Nell Grey Interview
Posted on 06 July 2004. © Copyright 2004-2024 WriteWords
WriteWords talks to novelist and short story writer Nell Grey.
Tell us something about your background.
I’ve written articles for publication in the magazine of one of the art societies I belong to, and I’ve also undertaken editing, but I only began writing seriously and sending work out in 1998. My first novel was never published – having no experience of submitting work to agents and publishers I sent it out six times and then stopped – but I received some encouragement from one or two agents, and before it had come back the first time I’d started another. Solitary Pleasures was published in 2003, and The Golden Web in 2004. Between the two I’d begun submitting the occasional short story to competitions in magazines, and this year Fear of Bulls was a prize-winner in the February issue of Writers’ Forum.
How did you start writing?
I’ve written on and off since I was at school – short stories and poetry mostly – usually during those times in my life when it was difficult to paint. I lived for five years in Southern Africa; my husband was a civil engineer and we were never in one place for very long, often we’d be miles away from the nearest town and materials were difficult to come by, so writing was the easiest way to satisfy the creative muse. Later I wrote – and sometimes illustrated – stories for my children as they were growing up, although I never thought of sending them anywhere. I’d always wanted to write a novel – that was somewhere near the top of my list of things to do sometime in the future – so I thought I’d better get a move on and make a start before it was too late!
Who are your favourite writers and why?
Oh, Iris Murdoch – I love the slightly odd world her characters inhabit, peculiarly her own and not quite as life is, although it feels true as you read. Lawrence Durrell for his so intelligent writing, and the amazing Alexandrian Quartet – four books each named for one of the four main characters, each complete in itself yet the with the story so cleverly integrated throughout the novels that one can read them in any order. D.H. Lawrence for his beautiful prose, his almost feminine sensibility – excluding Mellors’ terrible rant against women in Lady Chatterley’s Lover of course. Patrick Hamilton for his genius in writing about little lives, austerity and the mundane, and making one feel one is seeing them for the first time. And a recent discovery, Sara Maitland, whose imaginative and magical collection of short stories, On Becoming a Fairy Godmother had me almost weeping with admiration. Angela Carter, Paul Theroux (his fiction only), Michael Ondaatje. Too many to mention them all.
How did you get your first publisher?
Solitary Pleasures was published by a subsidy publisher. I hadn’t found WriteWords in those days, and although I knew something about how these companies operate I was fairly green. I could write an article about those methods now, and I’d like nothing better, but there’s a clause in my contract that forbids me to say or do anything that might affect sales of the book, so I have to be careful. All I can tell you is that in my experience one needs to be very cautious indeed when considering this route to publication. Search the Internet for information; ask the publisher to put you in touch with authors they’ve published (if possible seek them out yourself); look in bookshops to see if their books are on the shelves; find out what marketing and promotion they undertake; obtain a copy of one of their books to assess the quality. It’s far better to self-publish than to pay a company that will do considerably less than you could do for yourself. The Golden Web was self-published – after my first experience I wanted to see exactly what was involved and to produce a book that was as good as I could make it. I did everything – from obtaining copyright permissions and ISBNs, to editing, formatting, designing the cover, marketing and distribution, and I’ve no regrets. It was a wonderfully satisfying experience, although unless you publish by Print On Demand the work continues until the first edition is sold, and that’s a daunting goal to keep in mind.
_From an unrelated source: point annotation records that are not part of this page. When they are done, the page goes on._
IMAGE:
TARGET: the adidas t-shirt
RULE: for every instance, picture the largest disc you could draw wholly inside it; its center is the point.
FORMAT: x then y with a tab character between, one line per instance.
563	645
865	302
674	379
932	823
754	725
It’s not for everyone.
What's the worst thing about writing?
Finding the time and stamina to send work out when I’d rather be writing. Those brown envelopes with the crease down the middle that keep falling on the mat.
And the best?
Losing yourself in the worlds and characters you’ve created, making things happen as you’d like, although I have to admit that my characters have a worrying habit of escaping my clutches and rampaging through the story behaving quite differently from the way I’d intended. I’m lying though – I love it when that happens! Reading something you wrote a month or so ago and thinking it’s not half bad.
What kind of response do you get from readers?
If you’d asked me that question nine months ago I’d have said that the only comments I knew about were those on WriteWords, but since then I’ve had some great reviews for Solitary Pleasures and a wonderful review from a reader of The Golden Web, all on Amazon. I’ve also received repeat orders from a single buyer of The Golden Web (not a bookshop) and an email saying how much he likes the book. That was so special.
What inspires you to write?
Peculiar things; oddness, eccentricity, the fact that that truth is often stranger than fiction, and has to be fictionalized to make it believable.